My guess is it's a compression release. That box must be the air filter. Wonder what the RPM's are.


----------



## Bigdog (Sep 18, 2003)

Perhaps one of the early gasoline engines from a washing machine???


----------



## jodyand (Sep 16, 2003)

*Re: Re: Thats odd*



> _Originally posted by Argee _
> *My guess is it's a compression release. That box must be the air filter. Wonder what the RPM's are. *


No that has to be a valve if you look on the side of that one there is another one that don't have the spring and rocker arm.
Jody


----------



## bear (Oct 20, 2003)

the size looks right to be a wash machine engine. it likely only had the 1 rocker arm for exhaust the intake valve had a light spring used vacuum to open it. box looks like it would have been the fuel tank so the engine would mount with the cylynder horizontal.


----------



## memmurphy (Sep 18, 2003)

There's some Easy Washing Machine engine pictures here Kevin.
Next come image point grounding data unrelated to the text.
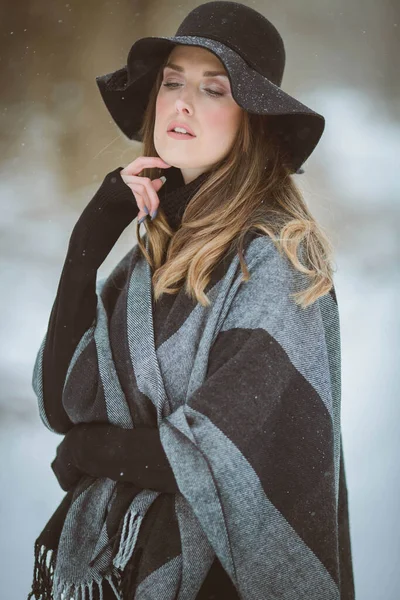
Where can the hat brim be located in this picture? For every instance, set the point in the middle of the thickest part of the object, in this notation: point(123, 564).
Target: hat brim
point(125, 92)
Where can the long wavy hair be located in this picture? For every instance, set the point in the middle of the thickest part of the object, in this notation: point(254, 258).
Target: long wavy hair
point(251, 188)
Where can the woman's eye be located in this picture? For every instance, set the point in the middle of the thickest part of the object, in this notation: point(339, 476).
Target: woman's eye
point(210, 92)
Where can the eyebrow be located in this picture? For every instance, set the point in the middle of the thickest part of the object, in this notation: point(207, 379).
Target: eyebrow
point(205, 74)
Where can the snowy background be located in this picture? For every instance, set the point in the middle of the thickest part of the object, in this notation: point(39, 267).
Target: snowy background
point(56, 145)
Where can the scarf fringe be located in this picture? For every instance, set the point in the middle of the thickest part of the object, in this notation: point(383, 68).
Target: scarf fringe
point(129, 535)
point(43, 573)
point(46, 586)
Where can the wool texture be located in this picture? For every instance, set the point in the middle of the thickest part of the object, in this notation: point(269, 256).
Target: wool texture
point(246, 396)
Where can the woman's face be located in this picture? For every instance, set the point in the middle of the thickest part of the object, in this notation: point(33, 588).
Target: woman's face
point(193, 100)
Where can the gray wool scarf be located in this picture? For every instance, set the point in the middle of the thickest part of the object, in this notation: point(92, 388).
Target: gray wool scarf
point(255, 446)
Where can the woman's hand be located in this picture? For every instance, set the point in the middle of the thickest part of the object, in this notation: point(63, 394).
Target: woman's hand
point(144, 189)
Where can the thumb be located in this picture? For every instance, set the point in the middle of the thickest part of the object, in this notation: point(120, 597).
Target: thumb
point(158, 183)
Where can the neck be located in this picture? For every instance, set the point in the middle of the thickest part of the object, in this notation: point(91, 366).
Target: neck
point(175, 194)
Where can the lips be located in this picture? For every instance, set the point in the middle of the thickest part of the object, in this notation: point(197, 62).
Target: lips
point(174, 124)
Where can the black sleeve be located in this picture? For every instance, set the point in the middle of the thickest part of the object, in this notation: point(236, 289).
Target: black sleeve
point(98, 228)
point(102, 450)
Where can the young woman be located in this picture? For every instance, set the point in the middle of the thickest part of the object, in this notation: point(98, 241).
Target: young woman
point(198, 386)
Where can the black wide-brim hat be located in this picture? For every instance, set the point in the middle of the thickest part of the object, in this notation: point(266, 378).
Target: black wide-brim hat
point(252, 52)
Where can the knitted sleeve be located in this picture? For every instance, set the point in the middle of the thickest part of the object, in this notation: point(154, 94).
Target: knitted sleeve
point(101, 223)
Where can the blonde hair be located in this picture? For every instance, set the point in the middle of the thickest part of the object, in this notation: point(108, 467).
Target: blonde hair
point(251, 188)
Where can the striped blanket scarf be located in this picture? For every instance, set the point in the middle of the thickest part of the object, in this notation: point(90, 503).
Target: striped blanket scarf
point(255, 446)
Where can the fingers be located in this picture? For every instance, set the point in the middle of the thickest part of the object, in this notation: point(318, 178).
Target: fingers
point(143, 162)
point(142, 187)
point(145, 194)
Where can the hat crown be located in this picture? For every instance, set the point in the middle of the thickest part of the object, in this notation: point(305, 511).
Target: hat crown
point(242, 29)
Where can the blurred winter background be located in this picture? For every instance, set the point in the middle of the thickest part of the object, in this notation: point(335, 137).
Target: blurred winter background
point(57, 142)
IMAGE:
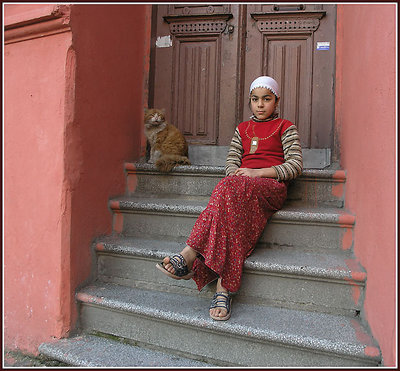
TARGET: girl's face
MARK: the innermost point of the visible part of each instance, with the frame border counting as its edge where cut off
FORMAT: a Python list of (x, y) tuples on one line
[(263, 103)]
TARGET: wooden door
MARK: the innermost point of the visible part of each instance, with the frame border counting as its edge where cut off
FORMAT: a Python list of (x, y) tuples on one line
[(204, 58)]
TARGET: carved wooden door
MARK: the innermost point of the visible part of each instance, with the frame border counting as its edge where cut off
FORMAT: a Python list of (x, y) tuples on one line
[(204, 58)]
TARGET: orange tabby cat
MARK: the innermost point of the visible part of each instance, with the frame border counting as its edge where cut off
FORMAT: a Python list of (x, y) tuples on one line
[(168, 146)]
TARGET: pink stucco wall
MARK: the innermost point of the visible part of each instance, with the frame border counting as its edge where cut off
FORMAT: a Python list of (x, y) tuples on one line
[(33, 184), (366, 128), (73, 115)]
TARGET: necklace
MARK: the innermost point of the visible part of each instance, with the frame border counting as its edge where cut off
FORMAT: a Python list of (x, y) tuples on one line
[(254, 140)]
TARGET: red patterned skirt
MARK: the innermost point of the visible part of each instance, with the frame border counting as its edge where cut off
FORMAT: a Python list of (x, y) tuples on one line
[(227, 231)]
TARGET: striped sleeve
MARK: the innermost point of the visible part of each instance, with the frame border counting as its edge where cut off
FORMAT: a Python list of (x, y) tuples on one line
[(235, 152), (293, 165)]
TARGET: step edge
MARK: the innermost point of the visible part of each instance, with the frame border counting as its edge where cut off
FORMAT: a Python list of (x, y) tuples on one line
[(343, 276), (304, 215), (346, 349), (146, 168)]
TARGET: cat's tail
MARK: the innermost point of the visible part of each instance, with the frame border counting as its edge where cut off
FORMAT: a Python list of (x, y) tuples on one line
[(167, 162)]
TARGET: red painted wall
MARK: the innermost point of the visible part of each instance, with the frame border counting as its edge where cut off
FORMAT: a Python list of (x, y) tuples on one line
[(33, 184), (73, 115), (366, 130)]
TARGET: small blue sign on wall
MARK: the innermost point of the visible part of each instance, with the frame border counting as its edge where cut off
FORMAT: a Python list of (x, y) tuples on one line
[(323, 45)]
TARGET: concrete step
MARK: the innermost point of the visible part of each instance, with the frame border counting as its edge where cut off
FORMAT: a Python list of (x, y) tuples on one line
[(329, 283), (312, 188), (174, 216), (255, 336), (96, 351)]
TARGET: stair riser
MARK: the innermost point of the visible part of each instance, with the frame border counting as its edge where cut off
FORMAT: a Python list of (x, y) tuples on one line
[(304, 191), (280, 233), (287, 291), (203, 343)]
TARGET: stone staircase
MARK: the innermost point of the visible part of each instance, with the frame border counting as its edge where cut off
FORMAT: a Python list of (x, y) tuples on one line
[(299, 303)]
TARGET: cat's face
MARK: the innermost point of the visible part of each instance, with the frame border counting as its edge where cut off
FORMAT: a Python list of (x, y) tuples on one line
[(153, 117)]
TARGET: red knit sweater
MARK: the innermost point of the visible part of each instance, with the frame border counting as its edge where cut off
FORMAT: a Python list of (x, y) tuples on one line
[(269, 151)]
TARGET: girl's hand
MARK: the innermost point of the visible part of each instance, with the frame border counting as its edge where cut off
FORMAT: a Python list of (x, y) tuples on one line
[(256, 173), (252, 173)]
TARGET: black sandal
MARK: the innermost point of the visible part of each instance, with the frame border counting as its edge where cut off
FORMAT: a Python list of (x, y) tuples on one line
[(179, 264), (221, 303)]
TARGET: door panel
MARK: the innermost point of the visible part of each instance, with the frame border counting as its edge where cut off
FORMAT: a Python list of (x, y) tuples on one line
[(196, 64), (207, 56)]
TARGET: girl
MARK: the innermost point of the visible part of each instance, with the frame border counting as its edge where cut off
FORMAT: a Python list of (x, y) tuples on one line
[(265, 153)]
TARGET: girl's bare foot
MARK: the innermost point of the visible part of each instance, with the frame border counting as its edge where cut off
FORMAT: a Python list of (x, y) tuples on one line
[(220, 312)]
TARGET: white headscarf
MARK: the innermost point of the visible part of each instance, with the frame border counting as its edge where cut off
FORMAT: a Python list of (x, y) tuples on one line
[(265, 82)]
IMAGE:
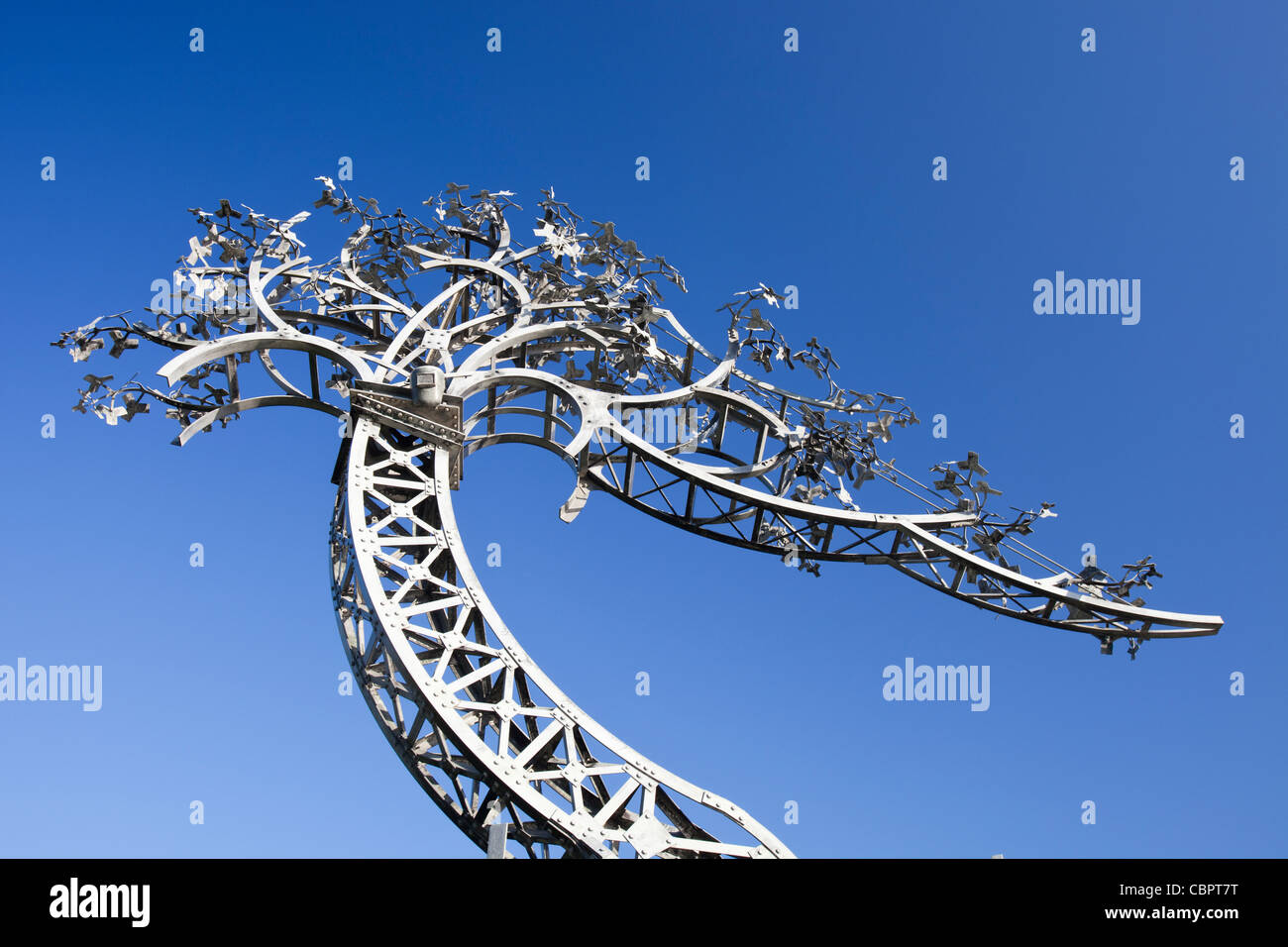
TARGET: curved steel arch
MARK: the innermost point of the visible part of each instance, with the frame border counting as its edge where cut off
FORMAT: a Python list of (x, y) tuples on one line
[(426, 384)]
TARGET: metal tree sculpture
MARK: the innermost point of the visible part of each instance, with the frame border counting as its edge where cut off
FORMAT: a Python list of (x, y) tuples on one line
[(447, 337)]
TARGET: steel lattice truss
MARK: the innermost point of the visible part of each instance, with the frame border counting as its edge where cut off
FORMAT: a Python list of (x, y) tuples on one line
[(441, 338)]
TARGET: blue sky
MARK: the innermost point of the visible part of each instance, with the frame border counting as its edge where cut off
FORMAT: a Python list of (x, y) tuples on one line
[(809, 169)]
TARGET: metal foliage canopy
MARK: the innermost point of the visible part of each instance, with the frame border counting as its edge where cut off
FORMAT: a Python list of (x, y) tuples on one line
[(441, 337)]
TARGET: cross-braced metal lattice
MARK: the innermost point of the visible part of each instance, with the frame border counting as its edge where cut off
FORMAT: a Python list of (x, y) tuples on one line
[(446, 337)]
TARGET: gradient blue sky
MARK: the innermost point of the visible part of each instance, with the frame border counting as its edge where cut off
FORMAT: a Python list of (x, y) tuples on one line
[(810, 169)]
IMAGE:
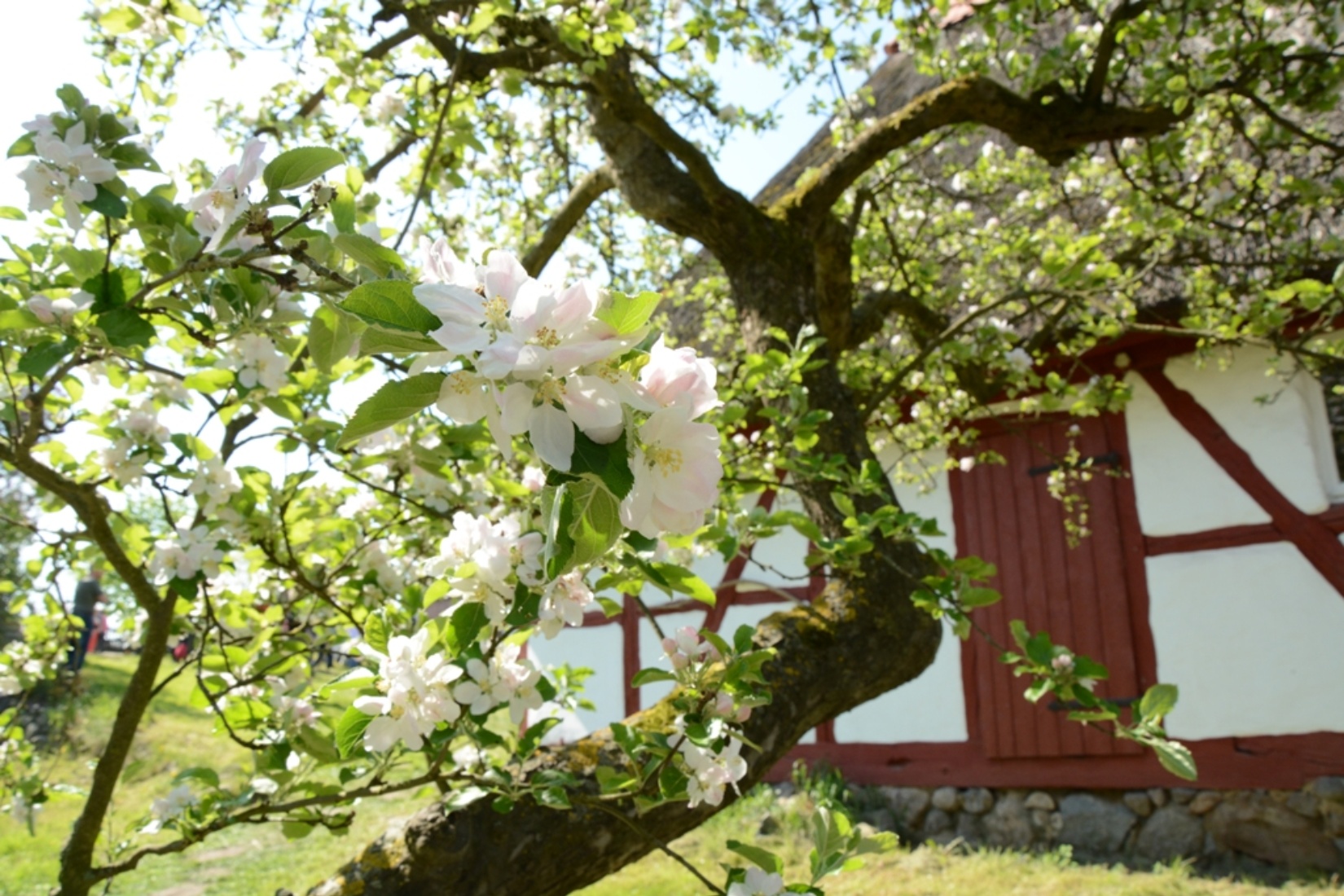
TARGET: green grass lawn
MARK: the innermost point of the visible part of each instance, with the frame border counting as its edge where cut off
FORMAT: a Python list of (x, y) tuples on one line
[(257, 860)]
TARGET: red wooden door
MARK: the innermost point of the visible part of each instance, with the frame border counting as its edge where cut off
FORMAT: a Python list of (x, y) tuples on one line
[(1087, 597)]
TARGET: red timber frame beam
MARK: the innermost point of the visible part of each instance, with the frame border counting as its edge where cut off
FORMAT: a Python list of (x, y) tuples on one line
[(1315, 536)]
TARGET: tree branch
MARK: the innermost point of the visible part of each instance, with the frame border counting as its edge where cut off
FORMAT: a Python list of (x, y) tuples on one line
[(586, 192), (1054, 124)]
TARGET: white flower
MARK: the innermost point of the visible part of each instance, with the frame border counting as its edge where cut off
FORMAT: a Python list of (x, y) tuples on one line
[(758, 883), (534, 478), (51, 310), (415, 693), (506, 679), (178, 801), (710, 773), (260, 363), (68, 169), (221, 206), (182, 558), (680, 375), (676, 474), (564, 604), (684, 648)]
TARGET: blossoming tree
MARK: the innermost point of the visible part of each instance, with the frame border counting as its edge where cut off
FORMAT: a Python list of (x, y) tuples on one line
[(533, 445)]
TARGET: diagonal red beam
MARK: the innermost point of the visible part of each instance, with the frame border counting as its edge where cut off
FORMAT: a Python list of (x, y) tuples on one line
[(1312, 536)]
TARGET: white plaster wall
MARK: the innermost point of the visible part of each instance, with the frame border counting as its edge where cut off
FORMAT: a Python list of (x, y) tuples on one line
[(1254, 639), (1178, 485), (597, 648), (1278, 433)]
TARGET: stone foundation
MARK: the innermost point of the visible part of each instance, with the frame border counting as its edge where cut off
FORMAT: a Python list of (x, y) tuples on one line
[(1293, 831)]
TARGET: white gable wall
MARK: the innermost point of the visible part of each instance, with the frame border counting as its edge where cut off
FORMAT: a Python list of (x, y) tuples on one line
[(1251, 635)]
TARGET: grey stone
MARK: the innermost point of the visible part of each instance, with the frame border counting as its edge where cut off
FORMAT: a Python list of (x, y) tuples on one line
[(1008, 824), (937, 823), (1333, 819), (1139, 804), (1304, 804), (947, 798), (907, 805), (977, 801), (971, 829), (1170, 833), (1094, 825), (1263, 829), (1046, 824), (1205, 801), (1329, 788), (1040, 800)]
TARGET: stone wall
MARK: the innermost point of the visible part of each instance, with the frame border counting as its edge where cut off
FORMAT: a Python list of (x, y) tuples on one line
[(1293, 831)]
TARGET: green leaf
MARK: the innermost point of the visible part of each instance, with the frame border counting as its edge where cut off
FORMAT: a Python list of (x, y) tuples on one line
[(464, 625), (628, 314), (380, 341), (207, 777), (107, 203), (649, 676), (370, 253), (1157, 701), (529, 742), (972, 598), (45, 355), (349, 731), (1175, 758), (686, 582), (22, 147), (595, 521), (391, 304), (72, 99), (209, 380), (376, 633), (297, 167), (762, 859), (331, 335), (391, 403), (124, 328), (608, 463)]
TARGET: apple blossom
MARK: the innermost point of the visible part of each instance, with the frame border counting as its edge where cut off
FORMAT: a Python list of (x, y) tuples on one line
[(219, 207), (757, 883), (415, 696), (260, 364), (564, 604), (53, 310), (679, 375), (676, 474)]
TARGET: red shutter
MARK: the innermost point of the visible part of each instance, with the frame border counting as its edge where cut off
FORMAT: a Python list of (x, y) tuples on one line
[(1081, 595)]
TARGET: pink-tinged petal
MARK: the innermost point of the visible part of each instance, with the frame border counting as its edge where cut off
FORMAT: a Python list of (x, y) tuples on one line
[(515, 407), (504, 275), (460, 339), (595, 407), (552, 436), (531, 310), (574, 306), (452, 304), (500, 358)]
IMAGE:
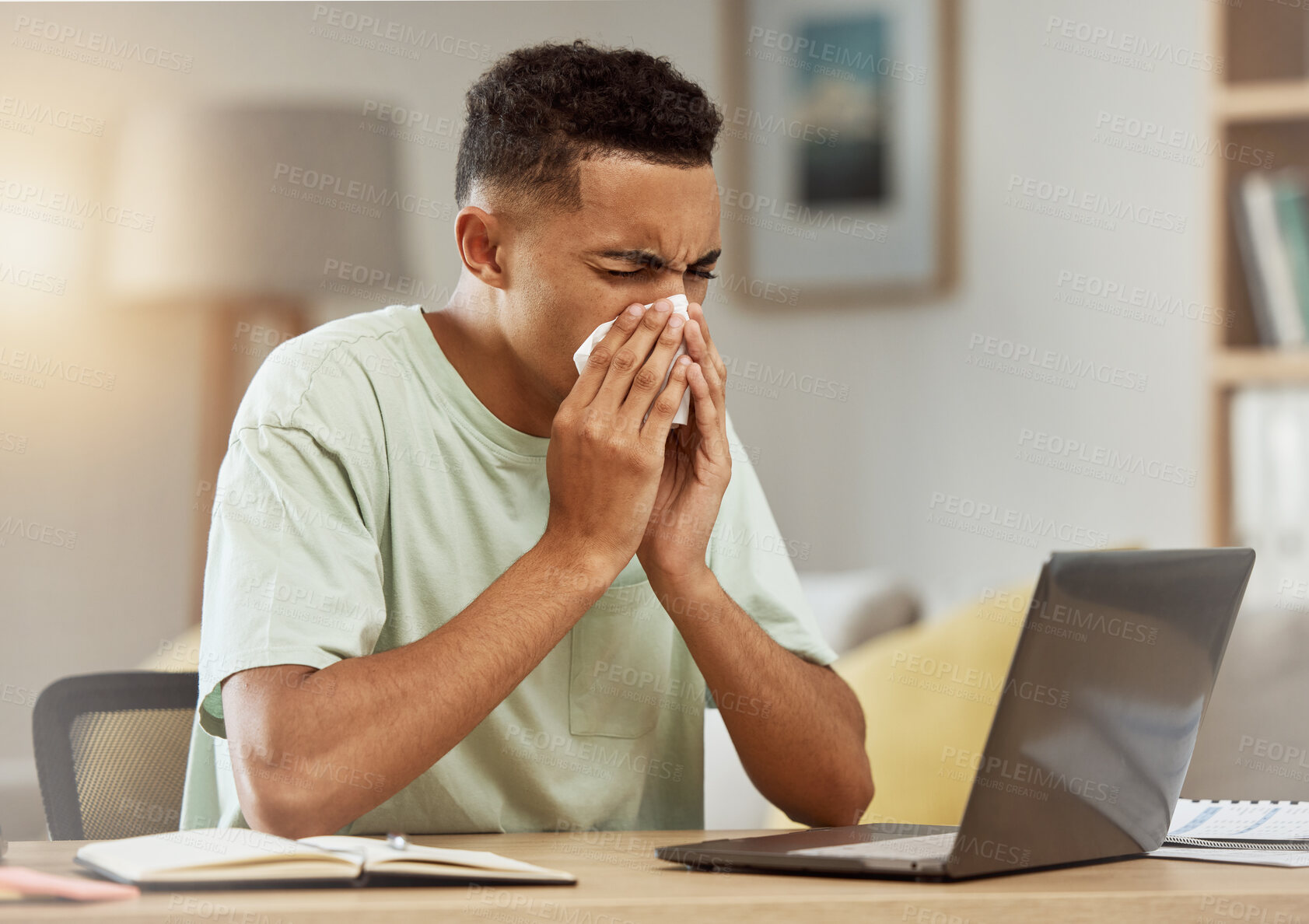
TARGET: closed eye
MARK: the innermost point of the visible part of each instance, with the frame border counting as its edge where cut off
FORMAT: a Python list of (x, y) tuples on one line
[(628, 274)]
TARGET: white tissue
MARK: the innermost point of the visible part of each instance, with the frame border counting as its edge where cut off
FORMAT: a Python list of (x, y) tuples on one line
[(598, 334)]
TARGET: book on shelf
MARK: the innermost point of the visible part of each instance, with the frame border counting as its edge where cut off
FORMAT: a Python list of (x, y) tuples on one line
[(1272, 236), (245, 859), (1270, 487)]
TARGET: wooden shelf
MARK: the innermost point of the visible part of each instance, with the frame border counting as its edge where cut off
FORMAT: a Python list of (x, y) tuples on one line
[(1272, 101), (1259, 366)]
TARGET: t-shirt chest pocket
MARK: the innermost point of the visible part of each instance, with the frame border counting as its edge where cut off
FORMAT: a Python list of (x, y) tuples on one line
[(622, 656)]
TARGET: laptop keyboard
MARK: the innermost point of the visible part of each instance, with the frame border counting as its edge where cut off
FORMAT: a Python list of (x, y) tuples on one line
[(935, 845)]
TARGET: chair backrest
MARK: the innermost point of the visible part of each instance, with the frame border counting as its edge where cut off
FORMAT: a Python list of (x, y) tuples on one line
[(111, 753)]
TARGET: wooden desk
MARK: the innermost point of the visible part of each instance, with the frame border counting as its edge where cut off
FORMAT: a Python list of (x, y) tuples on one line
[(619, 882)]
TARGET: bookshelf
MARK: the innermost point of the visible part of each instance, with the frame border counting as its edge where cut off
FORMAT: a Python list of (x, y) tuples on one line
[(1261, 100)]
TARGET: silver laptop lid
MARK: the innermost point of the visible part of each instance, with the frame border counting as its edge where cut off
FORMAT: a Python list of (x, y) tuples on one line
[(1098, 715)]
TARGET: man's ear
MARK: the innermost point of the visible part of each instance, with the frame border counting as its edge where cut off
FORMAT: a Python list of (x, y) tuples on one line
[(479, 237)]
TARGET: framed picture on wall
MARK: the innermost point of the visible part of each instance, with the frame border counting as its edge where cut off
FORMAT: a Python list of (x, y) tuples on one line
[(839, 130)]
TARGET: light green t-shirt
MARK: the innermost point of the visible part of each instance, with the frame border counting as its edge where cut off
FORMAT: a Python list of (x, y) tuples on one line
[(367, 498)]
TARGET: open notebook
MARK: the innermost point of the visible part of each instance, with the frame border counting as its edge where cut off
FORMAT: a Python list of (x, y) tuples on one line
[(239, 858), (1265, 833)]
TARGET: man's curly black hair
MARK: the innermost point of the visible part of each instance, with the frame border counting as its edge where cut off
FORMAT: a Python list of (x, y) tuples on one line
[(541, 110)]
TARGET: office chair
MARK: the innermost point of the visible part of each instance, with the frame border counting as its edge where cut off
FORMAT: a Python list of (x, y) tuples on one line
[(111, 753)]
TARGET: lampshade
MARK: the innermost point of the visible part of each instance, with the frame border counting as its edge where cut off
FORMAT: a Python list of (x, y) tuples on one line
[(239, 201)]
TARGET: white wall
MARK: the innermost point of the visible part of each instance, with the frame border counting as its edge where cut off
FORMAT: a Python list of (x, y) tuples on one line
[(854, 481)]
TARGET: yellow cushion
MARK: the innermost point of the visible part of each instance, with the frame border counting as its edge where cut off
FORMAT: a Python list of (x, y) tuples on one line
[(929, 694)]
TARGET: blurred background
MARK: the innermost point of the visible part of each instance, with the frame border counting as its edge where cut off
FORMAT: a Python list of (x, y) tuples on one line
[(996, 282)]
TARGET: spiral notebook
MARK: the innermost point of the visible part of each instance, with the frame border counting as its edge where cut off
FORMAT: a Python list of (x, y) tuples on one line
[(243, 859), (1267, 833)]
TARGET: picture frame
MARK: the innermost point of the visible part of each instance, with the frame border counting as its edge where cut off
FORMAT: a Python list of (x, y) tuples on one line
[(839, 130)]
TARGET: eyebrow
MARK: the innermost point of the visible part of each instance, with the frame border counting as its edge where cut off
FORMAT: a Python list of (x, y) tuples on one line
[(652, 260)]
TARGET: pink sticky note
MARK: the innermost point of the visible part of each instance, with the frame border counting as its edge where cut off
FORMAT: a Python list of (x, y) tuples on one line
[(32, 882)]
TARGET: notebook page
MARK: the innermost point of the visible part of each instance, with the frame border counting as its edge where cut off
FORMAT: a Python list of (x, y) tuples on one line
[(138, 859), (1240, 821), (379, 851)]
http://www.asecc.com/gallery/page13.html 

Mark


----------



## Argee (Sep 17, 2003)

*Hey Kevin!*

I finally fixed the problem of not being able to load your pictures. I change my service provider! :smiles:


----------



## Kevin Beitz (Sep 17, 2003)

*expensive fix*

expensive fix


----------



## Argee (Sep 17, 2003)

*Re: expensive fix*



> _Originally posted by Kevin Beitz _
> *expensive fix *


Actually I'm saving $5.00 per month. I was just surprised when I logged in to TF.com using the new ISP that your pictures showed up. I don't know why, but who cares, it's working.
:grapevine


----------



## jodyand (Sep 16, 2003)

*Re: Hey Kevin!*



> _Originally posted by Argee _
> *I finally fixed the problem of not being able to load your pictures. I change my service provider! :smiles: *



That great so it was your IP that was the problem:duh: 
Jody


----------



## memmurphy (Sep 18, 2003)

Better service and an extra $60/year in your pocket. Good deal!
:thumbsup: 

Do web pages load any faster?

Mark


----------



## Ingersoll444 (Sep 17, 2003)

> _Originally posted by memmurphy _
> *Better service and an extra $60/year in your pocket. Good deal!
> :thumbsup:
> 
> *


AND you get to see Kevins pictures.


----------